6. Playbook for the company
We create playbooks for the concern of each company, each has a list of patents applied to that company, and it specifies which inventions used in which product has been used Additional information – such as business relationships that can be leveraged in the conversation can also be tracked. If a concern company reaches LinkedIn, then our legal team is ready to respond with a weighted patent for counter-claim.
The number of patents expected in a given playbook is based on both the size of the company and our exposure to it. The general goal of a playbook is to transfer licensing amount from $ 20 million to $ 200 million in our favor by LinkedIn. To achieve this, we have found that a good playbook comprises three to 10 patent families, including evidence of the use of major patents. Each playbook aims to display violations by products and services of over $ 1 billion of the estate’s assets. We set specific goals for each and test its content in their respective areas. In order to help ensure a strong defensive portfolio; LinkedIn has incorporated various techniques of acquisition. In this situation, a new company has allowed some flexibility to emphasize the patent or prevents the creation of an antitrust blocking product.
7. Concrete, successful result
The results of LinkedIn’s patent strategy program are clear. The company has a patent portfolio that allows operating company patent reductions to reduce the risk. Many types of techniques have been included in the portfolio and the priority is a series of years.

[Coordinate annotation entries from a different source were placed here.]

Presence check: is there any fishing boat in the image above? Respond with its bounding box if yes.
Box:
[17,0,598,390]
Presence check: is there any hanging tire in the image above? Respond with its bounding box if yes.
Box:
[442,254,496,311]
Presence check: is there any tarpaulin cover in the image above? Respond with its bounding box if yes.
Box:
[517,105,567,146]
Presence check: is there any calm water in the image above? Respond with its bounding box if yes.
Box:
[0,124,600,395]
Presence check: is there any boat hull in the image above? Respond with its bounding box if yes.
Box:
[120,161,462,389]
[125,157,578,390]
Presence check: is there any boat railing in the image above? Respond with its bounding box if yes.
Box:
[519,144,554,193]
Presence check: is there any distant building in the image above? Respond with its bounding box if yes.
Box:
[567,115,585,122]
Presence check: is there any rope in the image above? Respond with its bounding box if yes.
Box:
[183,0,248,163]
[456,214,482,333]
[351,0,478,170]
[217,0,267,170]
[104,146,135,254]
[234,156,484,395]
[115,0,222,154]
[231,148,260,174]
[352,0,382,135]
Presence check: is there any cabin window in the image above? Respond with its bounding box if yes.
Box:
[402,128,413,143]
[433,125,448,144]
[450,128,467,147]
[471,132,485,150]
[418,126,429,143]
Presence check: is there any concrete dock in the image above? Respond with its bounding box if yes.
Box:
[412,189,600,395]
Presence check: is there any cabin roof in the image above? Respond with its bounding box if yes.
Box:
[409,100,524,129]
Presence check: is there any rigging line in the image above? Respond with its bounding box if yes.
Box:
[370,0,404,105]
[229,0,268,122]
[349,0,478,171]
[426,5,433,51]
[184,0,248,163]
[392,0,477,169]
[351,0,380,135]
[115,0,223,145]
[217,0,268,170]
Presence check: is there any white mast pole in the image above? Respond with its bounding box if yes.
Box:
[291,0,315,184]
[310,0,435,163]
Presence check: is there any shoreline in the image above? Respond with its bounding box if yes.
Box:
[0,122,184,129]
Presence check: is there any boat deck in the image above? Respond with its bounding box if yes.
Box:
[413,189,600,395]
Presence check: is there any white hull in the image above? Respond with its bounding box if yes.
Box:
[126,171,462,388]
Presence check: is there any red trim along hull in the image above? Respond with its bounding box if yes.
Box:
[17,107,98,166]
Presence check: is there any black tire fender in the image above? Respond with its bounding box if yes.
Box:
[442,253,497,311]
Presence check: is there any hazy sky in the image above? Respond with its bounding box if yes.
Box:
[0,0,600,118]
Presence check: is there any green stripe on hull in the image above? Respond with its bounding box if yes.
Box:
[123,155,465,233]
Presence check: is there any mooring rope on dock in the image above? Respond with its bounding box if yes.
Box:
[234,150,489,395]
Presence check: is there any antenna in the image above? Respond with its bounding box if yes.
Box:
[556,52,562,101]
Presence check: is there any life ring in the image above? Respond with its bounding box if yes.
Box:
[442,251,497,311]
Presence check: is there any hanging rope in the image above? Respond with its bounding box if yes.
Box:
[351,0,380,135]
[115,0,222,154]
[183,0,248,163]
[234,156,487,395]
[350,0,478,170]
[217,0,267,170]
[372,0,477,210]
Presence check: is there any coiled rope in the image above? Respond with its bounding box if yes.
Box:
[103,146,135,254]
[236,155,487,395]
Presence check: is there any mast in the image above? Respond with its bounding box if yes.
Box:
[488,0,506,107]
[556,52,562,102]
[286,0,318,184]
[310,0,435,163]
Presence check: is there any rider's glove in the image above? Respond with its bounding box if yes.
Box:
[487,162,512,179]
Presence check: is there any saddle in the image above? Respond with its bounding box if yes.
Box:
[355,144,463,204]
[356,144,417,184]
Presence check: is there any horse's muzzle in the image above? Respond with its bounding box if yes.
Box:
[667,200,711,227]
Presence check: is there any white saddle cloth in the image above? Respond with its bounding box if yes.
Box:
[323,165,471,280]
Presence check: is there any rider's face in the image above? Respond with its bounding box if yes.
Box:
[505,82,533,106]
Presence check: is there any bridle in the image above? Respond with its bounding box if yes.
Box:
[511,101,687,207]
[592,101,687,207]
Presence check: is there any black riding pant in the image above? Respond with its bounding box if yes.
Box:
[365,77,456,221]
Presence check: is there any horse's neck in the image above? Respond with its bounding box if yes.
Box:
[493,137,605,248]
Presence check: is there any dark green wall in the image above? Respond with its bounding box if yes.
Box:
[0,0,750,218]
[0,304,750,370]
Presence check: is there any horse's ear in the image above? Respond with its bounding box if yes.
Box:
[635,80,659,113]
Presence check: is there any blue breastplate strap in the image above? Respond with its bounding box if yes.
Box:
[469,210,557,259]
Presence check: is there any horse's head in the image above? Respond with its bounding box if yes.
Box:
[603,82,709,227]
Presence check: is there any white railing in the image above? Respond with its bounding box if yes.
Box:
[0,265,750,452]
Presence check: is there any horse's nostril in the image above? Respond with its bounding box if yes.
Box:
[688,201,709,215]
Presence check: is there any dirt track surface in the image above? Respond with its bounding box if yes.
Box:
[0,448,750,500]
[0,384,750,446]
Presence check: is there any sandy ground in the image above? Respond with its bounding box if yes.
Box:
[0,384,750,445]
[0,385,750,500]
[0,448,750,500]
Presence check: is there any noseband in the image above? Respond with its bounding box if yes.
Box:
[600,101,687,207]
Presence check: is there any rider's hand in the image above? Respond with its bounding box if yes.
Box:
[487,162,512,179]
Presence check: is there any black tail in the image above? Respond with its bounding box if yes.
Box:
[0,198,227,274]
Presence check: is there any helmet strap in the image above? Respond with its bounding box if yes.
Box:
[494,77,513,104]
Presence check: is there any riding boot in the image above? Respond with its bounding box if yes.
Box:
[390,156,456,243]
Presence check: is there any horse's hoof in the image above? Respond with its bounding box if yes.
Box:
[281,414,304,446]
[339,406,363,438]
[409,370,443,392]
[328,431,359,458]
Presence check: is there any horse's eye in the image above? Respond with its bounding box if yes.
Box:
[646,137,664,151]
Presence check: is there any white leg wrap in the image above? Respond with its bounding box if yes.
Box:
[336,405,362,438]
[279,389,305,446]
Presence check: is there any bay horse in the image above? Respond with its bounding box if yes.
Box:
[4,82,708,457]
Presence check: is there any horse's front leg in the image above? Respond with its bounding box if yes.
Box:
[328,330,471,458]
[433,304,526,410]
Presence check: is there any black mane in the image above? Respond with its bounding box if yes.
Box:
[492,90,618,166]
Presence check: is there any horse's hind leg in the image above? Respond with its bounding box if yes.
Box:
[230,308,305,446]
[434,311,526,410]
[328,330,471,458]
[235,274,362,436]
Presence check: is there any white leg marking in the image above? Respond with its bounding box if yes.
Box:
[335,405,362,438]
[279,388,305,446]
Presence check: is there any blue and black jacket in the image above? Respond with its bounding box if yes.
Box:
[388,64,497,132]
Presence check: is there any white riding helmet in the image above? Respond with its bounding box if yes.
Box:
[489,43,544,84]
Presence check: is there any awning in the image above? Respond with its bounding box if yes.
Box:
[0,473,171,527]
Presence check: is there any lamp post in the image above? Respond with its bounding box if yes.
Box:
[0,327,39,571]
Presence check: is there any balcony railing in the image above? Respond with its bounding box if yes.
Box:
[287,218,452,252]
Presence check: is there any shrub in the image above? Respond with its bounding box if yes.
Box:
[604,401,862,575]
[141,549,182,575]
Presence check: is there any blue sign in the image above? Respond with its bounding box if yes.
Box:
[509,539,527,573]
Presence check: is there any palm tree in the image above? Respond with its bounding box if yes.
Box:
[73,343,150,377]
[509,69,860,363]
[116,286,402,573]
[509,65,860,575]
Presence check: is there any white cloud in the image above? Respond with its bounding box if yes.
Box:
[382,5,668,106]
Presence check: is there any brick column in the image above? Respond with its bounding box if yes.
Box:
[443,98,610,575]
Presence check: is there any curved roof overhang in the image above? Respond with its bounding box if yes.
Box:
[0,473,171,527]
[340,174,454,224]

Consequently, LinkedIn is able to effectively use the patent purchased for completing inbound licensing accused. Both big and small purchases have proved valuable in discussions with corporate impact. Although we cannot share the features, we believe these purchases have received positive ROI.
Conclusion
Sara Harrington is the legal head of intellectual property, product, privacy and Pierre Keeley, and is the patent director in LinkedIn. Kent Richardson and Erik Oliver Richardson are allies of the Oliver Law Group. Note, in December 2016, LinkedIn was launched by Microsoft, Inc. And this series represents pre-purchase patent strategy.